Algunos de los discípulos hicieron entonces a Jesús una pregunta
que, mayormente en aquellos momentos, ha de parecer inoportuna y
extraña: "Señor, ¿vas a restablecer ahora el reino de Israel?. Aludían
al reino del Mesías, tal como por entonces lo soñaban, según hemos
visto repetidas veces, los judíos; reino puramente exterior y político,
brillante y fastuoso, cuyos principales súbditos serían los
descendientes de Abrahán, y en el que los paganos sólo tendrían
derecho de ciudadanía a condición de incorporarse al judaísmo, si ya
lograban escapar de las sangrientas batallas que victoriosamente les
habían de librar los judíos. ¡Qué inteligencia tan imperfecta tenían aún
aquellos discípulos de las instrucciones de su Maestro, con ser tan
precisas, y cuán necesario les era el Espíritu Santo! Respondióles
Jesús:
" No es de vosotros conocer tiempos o momentos que el Padre
(celestial) ha fijado de su voluntad; pero recibiréis el Espíritu Santo,
que vendrá sobre vosotros, y me seréis testigos en Jerusalén, y en
toda la Judea y en Samaria, y hasta lo último de la tierra ".
A estas instrucciones siguió la Ascensión gloriosa, que pone fin a la
vida terrestre de Nuestro Señor Jesucristo. San Marcos y San Lucas la
cuentan compendiosamente. Habiendo entrado en el mundo de un
modo misterioso y milagroso, misteriosamente también, y por medio
de un prodigio, sube a los cielos el Hijo de Dios. Tomando consigo a
los apóstoles y a algunos discípulos y santas mujeres que a la sazón
se hallaban en Jerusalén —y también a su Madre, según es de creer,
pues el día de la Ascensión estaba en el cenáculo con la asamblea de
los fieles, los llevó al monte de los Olivos, al sitio que actualmente
ocupa la aldea musulmana Et-Tur, como a un cuarto de legua, al
noroeste, de Betania. De esta célebre colina, algunos días antes había
partido el cortejo que condujo triunfalmente a Jesús a Jerusalén como
Mesías; he aquí que ahora va a servirle como de escabel para
emprender su vuelo hacia el cielo, como Verbo Encarnado. En este
lugar glorioso, cuya autenticidad está garantizada por una tradición
que se remonta al año 316, hizo construir Santa Elena una capillita en
forma de rotonda, que muchas veces ha sido destruida y reedificada,
y que los mahometanos han convertido en mezquita, como otros
muchos santuarios cristianos. Allí, después de haberse despedido de
todos los discípulos que estaban presentes, el Salvador levanto y
extendió los brazos para darles una postrera bendición. Y mientras les
estaba bendiciendo comenzó a elevarse majestuosamente en el aire,
ante las extáticas miradas de los suyos. Pero pronto una nube se lo
ocultó de su vista.
Aun después que desapareció, los discípulos, prosternados en tierra
en actitud de adoración, continuaban mirando hacia el cielo,
esperando volver a verlo. Pero dos ángeles, en forma humana,
vestidos de blanco, como en el día de la resurrección de Cristo, se les
aparecieron y les dijeron: "¿Por qué os estáis mirando al cielo? Este
Jesús que de entre vosotros ha sido arrebatado al cielo vendrá de esta
misma manera" el día de su segundo advenimiento, al fin del mundo.

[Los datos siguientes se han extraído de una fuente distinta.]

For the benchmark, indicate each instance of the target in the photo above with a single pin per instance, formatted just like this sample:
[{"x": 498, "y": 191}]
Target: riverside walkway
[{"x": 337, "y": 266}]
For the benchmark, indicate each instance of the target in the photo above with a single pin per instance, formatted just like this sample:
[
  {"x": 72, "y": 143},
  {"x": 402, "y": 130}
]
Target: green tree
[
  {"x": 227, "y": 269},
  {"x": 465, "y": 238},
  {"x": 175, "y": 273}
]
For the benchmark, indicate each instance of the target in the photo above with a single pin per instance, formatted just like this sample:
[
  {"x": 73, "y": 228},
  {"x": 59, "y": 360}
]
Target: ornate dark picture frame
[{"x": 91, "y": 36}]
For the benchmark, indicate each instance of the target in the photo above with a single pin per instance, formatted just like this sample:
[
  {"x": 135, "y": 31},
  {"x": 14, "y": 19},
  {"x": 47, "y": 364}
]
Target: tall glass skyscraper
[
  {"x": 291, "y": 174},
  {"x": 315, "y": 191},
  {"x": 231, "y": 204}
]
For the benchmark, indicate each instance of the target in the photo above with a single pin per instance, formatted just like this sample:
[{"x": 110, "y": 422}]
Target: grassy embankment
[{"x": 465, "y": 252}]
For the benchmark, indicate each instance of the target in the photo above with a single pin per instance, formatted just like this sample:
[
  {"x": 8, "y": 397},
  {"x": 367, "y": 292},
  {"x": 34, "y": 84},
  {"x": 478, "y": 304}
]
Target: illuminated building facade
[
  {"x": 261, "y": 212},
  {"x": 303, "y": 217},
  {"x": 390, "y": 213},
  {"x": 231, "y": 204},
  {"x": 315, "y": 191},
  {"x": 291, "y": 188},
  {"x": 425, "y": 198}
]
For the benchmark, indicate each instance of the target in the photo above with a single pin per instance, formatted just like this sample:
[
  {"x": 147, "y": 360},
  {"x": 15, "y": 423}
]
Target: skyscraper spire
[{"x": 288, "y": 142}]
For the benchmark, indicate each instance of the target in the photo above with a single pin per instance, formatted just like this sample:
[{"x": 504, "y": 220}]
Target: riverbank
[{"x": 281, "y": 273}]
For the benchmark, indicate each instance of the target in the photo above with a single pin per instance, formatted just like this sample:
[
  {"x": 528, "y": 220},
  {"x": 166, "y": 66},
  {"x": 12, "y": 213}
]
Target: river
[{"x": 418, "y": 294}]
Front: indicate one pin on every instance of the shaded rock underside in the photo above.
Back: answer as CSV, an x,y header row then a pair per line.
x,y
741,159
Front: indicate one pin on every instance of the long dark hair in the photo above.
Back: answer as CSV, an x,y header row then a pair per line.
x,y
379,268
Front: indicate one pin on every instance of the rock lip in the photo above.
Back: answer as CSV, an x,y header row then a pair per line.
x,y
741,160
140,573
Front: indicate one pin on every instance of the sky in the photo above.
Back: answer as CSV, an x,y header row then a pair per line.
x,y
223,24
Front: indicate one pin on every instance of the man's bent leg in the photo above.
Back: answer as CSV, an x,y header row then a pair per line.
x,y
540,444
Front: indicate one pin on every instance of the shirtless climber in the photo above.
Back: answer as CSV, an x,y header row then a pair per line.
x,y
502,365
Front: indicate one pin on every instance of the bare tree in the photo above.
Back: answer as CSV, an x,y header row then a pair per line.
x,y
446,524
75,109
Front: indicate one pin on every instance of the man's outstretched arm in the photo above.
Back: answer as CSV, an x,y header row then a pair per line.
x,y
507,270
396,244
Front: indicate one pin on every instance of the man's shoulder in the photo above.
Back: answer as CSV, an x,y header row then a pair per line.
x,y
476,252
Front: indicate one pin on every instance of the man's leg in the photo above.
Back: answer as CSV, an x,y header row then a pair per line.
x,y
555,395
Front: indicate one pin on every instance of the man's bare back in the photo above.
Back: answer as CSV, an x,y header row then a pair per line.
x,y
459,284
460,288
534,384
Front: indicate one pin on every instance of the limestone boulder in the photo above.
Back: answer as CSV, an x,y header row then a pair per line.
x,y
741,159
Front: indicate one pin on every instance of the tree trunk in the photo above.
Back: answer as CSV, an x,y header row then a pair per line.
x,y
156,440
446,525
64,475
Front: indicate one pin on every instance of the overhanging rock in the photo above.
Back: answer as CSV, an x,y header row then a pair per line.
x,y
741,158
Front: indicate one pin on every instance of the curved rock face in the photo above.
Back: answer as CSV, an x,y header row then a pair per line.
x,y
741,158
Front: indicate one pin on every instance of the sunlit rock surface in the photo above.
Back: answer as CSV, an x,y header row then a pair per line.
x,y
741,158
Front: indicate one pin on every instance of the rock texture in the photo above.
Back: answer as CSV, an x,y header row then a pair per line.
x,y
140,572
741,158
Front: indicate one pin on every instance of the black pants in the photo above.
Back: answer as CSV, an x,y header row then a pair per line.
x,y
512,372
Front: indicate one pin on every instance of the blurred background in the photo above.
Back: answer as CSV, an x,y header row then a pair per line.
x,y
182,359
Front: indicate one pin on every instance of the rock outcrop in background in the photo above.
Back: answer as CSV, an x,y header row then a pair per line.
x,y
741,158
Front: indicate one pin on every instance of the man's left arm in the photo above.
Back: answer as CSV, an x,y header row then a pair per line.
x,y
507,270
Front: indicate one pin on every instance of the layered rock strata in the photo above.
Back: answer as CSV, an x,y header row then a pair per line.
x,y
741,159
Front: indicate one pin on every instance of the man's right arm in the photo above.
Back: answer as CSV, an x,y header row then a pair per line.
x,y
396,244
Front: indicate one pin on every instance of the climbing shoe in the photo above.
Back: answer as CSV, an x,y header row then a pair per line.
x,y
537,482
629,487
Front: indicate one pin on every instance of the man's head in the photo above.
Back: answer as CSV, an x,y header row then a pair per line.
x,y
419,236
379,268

Los apóstoles y los discípulos regresaron, pues, a Jerusalén con un
gran vacío en el corazón, pues sabían que ya no gozarían acá abajo
de la cariñosa presencia de su amado Maestro; pero a la vez llenos de
alegría, como expresamente nota San Lucas, porque el Salvador había
ascendido a su Padre, para que su santa Humanidad recibiese el
puesto honroso que con tantos trabajos había merecido. Así acabó
gloriosísimamente la vida del Salvador entre los hombres. Y ahora
está sentado a la diestra de Dios, su Padre, gobernando, protegiendo
y bendiciendo a su Iglesia, a la que ni sus ojos pierden de vista ni su
Corazón puede olvidar. Gracias a Él creció rápidamente, y, a pesar de
las sangrientas persecuciones y de las herejías, aun más perniciosas,
que con tanta frecuencia la han hecho guerra, se ha mantenido y se
mantiene fiel en la fe y en el amor.
( Fillion, Vida de Nuestro Señor Jesucristo, Poblet, 1947, Pag.